Calculates the cosine similarity between two vectors. The similarity is computed from the dot product and vector norms, and the result is in [-1, 1].

Syntax

COSINE_SIMILARITY(<array1>, <array2>)

Parameters

ParameterDescription
<array1>The first vector. The input type must be ARRAY<FLOAT>.
<array2>The second vector. The input type must be ARRAY<FLOAT>, and the number of elements must be the same as <array1>.

Return Value

Returns the cosine similarity between two vectors, in FLOAT type. If the input array is NULL, or any element in the array is NULL, an error is returned.

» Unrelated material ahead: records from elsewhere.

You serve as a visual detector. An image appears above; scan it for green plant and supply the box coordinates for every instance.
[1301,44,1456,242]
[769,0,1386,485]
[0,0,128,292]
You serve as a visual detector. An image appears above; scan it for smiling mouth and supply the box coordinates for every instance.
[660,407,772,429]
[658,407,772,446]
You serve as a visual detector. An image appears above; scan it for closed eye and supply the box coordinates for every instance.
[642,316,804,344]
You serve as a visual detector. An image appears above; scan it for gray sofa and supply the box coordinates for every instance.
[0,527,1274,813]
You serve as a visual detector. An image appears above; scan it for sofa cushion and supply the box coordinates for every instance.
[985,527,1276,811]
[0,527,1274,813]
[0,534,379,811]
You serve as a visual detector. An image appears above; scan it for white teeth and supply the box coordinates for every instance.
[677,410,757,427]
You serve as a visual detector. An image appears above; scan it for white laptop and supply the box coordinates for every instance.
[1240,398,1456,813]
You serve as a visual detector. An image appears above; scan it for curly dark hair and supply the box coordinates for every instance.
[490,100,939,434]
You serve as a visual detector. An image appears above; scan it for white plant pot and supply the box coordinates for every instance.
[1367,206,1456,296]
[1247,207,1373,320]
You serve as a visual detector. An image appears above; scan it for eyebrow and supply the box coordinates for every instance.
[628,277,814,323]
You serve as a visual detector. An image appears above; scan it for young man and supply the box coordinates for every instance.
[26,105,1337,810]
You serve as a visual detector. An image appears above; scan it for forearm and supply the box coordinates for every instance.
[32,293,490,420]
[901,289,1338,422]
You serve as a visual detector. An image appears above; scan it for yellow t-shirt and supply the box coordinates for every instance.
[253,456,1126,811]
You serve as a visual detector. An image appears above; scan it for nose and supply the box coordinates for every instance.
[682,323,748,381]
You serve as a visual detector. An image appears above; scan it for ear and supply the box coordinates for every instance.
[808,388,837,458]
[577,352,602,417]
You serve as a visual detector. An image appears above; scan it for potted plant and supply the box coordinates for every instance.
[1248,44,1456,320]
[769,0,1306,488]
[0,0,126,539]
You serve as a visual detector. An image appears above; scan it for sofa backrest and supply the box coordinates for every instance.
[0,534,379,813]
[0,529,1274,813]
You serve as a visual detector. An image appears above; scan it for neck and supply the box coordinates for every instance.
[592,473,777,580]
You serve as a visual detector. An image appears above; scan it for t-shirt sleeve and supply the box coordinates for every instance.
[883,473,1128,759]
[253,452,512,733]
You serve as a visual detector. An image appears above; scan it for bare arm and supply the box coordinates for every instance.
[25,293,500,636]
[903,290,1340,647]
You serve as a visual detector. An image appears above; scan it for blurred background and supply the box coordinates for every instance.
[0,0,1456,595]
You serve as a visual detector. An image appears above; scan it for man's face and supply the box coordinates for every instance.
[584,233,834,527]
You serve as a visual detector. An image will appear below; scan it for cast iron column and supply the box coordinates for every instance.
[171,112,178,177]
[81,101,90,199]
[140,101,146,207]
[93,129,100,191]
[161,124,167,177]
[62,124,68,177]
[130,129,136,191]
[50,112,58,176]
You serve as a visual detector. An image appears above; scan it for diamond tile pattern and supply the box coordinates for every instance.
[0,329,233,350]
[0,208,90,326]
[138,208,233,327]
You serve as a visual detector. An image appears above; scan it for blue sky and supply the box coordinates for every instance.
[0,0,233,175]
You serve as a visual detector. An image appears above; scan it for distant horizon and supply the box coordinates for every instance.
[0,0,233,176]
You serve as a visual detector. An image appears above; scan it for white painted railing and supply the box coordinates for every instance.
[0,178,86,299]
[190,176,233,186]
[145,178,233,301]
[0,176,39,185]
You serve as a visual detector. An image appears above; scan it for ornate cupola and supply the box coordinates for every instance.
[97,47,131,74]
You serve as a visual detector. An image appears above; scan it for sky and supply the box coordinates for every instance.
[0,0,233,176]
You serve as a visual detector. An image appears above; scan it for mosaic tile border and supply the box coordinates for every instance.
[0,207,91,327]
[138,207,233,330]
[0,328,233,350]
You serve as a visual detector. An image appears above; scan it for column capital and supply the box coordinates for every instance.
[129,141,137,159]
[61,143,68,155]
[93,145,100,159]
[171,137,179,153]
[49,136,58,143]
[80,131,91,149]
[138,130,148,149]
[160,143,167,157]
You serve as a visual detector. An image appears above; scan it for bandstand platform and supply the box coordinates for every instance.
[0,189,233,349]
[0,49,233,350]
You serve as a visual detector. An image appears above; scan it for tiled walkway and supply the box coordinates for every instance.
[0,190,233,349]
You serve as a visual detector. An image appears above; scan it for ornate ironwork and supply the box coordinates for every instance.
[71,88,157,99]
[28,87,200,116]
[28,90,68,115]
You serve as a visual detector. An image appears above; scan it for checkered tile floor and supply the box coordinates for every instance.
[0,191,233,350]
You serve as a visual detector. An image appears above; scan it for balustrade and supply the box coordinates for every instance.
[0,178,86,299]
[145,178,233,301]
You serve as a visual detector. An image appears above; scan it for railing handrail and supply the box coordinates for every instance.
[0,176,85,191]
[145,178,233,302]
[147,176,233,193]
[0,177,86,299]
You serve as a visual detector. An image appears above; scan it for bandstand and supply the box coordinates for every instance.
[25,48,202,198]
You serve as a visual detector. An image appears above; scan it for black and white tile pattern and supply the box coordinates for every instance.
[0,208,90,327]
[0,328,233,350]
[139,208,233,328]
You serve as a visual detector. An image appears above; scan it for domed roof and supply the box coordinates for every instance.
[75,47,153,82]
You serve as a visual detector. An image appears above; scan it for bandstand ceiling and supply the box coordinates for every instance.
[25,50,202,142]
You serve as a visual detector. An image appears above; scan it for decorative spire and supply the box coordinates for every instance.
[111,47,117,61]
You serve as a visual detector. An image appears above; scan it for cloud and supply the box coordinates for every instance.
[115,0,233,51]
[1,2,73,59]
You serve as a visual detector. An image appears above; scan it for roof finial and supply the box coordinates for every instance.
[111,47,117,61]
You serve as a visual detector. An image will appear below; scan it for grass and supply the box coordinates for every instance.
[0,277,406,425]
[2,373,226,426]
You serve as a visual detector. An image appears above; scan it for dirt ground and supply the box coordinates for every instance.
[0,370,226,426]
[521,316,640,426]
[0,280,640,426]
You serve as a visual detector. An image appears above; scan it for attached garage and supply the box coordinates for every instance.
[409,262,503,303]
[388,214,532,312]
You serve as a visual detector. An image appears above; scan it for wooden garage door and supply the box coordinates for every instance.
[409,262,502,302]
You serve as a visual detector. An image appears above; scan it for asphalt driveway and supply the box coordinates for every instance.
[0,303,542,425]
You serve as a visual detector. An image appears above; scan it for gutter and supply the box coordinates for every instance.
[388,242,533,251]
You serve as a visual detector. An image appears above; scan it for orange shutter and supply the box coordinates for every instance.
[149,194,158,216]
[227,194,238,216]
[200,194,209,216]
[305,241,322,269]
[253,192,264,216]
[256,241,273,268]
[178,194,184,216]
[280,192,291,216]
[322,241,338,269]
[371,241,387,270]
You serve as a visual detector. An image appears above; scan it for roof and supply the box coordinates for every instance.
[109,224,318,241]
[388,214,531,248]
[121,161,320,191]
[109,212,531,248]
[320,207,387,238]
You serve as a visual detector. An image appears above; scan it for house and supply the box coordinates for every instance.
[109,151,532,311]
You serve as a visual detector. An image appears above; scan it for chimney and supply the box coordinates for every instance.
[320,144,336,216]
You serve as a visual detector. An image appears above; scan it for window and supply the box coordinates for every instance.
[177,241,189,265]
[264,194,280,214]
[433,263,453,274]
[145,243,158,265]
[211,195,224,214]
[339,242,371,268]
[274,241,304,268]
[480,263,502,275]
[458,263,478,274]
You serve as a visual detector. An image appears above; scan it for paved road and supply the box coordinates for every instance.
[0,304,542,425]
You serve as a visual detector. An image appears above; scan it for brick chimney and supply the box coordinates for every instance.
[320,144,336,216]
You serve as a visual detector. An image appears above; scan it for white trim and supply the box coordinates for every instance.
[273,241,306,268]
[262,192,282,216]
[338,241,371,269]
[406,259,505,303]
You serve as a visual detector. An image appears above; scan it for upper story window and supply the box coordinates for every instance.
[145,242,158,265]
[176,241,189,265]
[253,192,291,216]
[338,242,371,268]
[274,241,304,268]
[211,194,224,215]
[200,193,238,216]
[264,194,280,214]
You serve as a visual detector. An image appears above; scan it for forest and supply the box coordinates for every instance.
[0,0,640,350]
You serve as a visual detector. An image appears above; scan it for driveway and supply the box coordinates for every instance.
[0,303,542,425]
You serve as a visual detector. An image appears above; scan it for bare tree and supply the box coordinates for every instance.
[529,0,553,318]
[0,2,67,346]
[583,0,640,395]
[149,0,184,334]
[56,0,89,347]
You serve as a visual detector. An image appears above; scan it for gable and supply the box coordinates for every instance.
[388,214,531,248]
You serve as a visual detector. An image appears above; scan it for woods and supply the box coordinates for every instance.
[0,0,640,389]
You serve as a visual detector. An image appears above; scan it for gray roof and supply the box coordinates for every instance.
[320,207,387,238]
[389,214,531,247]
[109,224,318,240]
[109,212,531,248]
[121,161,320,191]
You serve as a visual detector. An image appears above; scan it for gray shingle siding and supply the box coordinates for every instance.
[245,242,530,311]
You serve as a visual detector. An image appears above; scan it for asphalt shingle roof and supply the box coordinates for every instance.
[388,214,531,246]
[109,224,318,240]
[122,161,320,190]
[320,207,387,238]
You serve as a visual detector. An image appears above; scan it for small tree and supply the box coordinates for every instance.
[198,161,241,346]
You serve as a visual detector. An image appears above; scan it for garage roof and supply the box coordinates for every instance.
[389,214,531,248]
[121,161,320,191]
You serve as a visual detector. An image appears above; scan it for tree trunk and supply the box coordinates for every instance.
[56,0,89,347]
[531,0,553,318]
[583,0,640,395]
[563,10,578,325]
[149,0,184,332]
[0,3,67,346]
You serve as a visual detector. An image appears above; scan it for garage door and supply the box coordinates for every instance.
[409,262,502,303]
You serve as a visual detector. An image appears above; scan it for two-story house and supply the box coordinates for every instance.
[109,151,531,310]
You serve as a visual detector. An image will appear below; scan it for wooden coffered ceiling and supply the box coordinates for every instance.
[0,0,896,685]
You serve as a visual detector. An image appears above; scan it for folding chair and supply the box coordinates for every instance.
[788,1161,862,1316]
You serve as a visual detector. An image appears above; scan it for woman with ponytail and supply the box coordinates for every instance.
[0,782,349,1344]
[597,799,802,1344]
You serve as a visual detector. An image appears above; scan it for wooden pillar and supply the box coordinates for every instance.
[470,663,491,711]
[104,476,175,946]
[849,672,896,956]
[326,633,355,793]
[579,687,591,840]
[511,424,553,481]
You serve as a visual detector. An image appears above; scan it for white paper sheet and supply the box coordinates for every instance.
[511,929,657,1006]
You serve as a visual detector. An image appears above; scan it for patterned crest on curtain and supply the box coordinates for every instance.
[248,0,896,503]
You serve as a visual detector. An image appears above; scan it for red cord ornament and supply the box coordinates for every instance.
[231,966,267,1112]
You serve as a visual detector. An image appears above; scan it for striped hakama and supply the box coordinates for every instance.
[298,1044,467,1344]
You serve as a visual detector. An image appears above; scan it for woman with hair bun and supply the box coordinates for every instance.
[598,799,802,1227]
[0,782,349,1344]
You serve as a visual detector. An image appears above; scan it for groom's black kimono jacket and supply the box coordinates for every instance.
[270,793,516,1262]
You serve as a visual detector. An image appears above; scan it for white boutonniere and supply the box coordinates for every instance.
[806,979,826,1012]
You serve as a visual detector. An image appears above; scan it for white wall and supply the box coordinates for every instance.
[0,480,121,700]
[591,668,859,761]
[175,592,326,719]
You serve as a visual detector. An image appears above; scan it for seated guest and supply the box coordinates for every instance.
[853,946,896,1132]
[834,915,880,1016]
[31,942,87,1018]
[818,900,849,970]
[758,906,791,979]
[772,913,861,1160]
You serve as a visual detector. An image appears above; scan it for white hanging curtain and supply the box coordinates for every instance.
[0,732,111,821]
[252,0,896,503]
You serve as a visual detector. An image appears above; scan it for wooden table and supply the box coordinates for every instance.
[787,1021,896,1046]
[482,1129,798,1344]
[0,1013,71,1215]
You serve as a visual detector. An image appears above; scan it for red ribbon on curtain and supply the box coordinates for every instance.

If the two arrays have different numbers of elements, an error is returned. If the array is empty, or either vector is a zero vector, 0.0 is returned.

Example

-- Two identical vectors have similarity 1
SELECT COSINE_SIMILARITY([1, 2, 3], [1, 2, 3]);
+-----------------------------------------+
| COSINE_SIMILARITY([1, 2, 3], [1, 2, 3]) |
+-----------------------------------------+
| 1 |
+-----------------------------------------+

[1, 2, 3] and [1, 2, 3] point in the same direction, so the similarity is 1.

-- Orthogonal vectors have similarity 0
SELECT COSINE_SIMILARITY([1, 0], [0, 1]);
+-----------------------------------+
| COSINE_SIMILARITY([1, 0], [0, 1]) |
+-----------------------------------+
| 0 |
+-----------------------------------+

The vectors are orthogonal, so their dot product is 0 and the similarity is 0.

-- A zero vector returns 0
SELECT COSINE_SIMILARITY([0, 0, 0], [1, 2, 3]);
+-----------------------------------------+
| COSINE_SIMILARITY([0, 0, 0], [1, 2, 3]) |
+-----------------------------------------+
| 0 |
+-----------------------------------------+

A zero vector has no valid direction, so the result is 0.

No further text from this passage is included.